‘Kadıköy’ün Ölüm Fermanı’



soL gazetesinde yer alan habere göre, kamuoyuna “Fener-Kalamış yat marina projesi” olarak yansıyan proje, Özelleştirme İdaresi Başkanlığı’nın (ÖİB) geçtiğimiz Mayıs ayında resmileşen kararıyla, Fenerbahçe sahilinde bulunan TCDD’ye ait dinlenme tesislerini de içine alacak şekilde yaklaşık 435 dönümlük arazinin özelleştirilmesini içeriyor.

Karar bu haliyle, TCDD’nin halihazırda halka açık olan dinlenme tesisinin yerine yeni bir yat limanı yapılmasını, Fenerbahçe parkı ve Kalamış Koyu’nu içeren sahilinin ise inşaat alanı olarak ayrılmasını öngörüyor.

ÖİB’nin resmi sitesinde yer alan bilgiye göre, bu kısıma “market, restoran ve kafelerin” yapılması amaçlanıyor. Söz konusu bölge içinde 2’inci dereceden doğal ve 3’üncü dereceden arkeolojik sit alanları bulunuyor.

Kurbağalıdere’ye proje yarışması

Gündeme gelen bir diğer proje ise, Kadıköy Belediyesi bünyesinde yer alan Tasarım Atölyesi’nin geçtiğimiz Haziran ayında açtığı “Kurbağalıdere Vadisi” ile ilgili tasarım yarışmasıyla belirlenecek.

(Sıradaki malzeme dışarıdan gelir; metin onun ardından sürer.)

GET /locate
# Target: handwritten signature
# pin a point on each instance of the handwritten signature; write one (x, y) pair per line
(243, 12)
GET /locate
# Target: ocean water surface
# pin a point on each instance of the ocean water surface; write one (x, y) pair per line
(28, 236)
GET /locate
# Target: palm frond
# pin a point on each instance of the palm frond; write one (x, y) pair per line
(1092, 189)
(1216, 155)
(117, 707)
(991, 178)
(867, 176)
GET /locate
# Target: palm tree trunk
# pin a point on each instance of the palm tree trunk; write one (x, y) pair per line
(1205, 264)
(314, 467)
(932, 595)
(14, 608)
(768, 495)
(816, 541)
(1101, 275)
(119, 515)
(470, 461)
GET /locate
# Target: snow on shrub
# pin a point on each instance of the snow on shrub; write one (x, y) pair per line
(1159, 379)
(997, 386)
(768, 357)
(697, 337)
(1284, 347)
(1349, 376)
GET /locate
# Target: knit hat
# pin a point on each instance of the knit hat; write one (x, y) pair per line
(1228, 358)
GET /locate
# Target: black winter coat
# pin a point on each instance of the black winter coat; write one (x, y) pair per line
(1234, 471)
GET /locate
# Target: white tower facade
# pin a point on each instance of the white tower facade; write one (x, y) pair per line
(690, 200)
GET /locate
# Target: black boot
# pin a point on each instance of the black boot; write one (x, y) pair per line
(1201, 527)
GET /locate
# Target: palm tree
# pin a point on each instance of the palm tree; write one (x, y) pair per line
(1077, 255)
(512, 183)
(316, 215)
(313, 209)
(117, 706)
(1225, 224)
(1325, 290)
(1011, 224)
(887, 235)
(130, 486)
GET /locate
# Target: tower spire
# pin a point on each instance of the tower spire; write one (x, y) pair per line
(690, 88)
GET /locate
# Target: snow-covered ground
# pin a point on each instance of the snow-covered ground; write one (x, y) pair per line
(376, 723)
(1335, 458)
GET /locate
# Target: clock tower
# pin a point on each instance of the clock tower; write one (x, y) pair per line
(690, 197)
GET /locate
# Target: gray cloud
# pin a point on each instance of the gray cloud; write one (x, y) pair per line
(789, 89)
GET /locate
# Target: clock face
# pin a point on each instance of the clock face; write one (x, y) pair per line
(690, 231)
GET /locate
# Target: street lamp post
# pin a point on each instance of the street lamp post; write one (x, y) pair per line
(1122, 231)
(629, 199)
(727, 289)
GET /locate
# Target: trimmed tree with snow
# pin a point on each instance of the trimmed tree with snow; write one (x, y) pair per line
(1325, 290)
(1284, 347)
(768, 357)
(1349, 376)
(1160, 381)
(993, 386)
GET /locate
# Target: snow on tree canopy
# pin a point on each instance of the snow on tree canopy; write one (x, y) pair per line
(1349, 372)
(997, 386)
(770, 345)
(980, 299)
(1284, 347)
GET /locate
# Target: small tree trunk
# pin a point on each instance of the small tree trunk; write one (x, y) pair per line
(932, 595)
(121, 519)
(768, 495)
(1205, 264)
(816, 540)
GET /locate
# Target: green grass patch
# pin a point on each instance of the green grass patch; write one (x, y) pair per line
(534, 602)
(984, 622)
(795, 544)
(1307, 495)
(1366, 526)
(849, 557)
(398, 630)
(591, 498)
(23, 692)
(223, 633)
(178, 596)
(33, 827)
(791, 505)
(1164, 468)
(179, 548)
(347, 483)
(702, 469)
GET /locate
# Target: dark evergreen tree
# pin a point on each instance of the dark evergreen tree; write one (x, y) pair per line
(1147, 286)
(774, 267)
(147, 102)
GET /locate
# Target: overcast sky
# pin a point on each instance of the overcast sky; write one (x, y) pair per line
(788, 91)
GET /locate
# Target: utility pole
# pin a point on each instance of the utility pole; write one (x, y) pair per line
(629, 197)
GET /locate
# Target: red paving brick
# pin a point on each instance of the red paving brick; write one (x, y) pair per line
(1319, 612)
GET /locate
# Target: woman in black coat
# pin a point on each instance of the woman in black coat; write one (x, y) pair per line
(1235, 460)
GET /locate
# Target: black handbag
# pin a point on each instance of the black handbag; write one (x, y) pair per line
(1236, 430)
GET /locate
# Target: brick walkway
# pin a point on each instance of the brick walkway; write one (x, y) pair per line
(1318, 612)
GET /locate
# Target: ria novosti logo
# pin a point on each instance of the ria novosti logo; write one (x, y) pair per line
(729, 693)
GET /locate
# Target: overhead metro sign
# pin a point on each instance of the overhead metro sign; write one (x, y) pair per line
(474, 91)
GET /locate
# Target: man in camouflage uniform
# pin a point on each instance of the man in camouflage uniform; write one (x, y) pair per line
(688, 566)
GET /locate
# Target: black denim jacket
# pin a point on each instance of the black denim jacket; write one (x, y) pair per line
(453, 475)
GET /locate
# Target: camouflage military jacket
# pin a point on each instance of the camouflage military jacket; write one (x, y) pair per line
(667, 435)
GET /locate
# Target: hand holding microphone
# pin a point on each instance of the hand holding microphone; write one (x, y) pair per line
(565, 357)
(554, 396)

Kurbağalıdere’nin denize döküldüğü yerden itibaren 2,8 kilometrelik bir kısmı kapsayan projede, Şükrü Saraçoğlu Stadyumu, Yoğurtçu Parkı ve Mahmut Baba türbesi dışarıda bırakılacak şekilde büyük bir alana dair “dönüşüm” öngörülüyor.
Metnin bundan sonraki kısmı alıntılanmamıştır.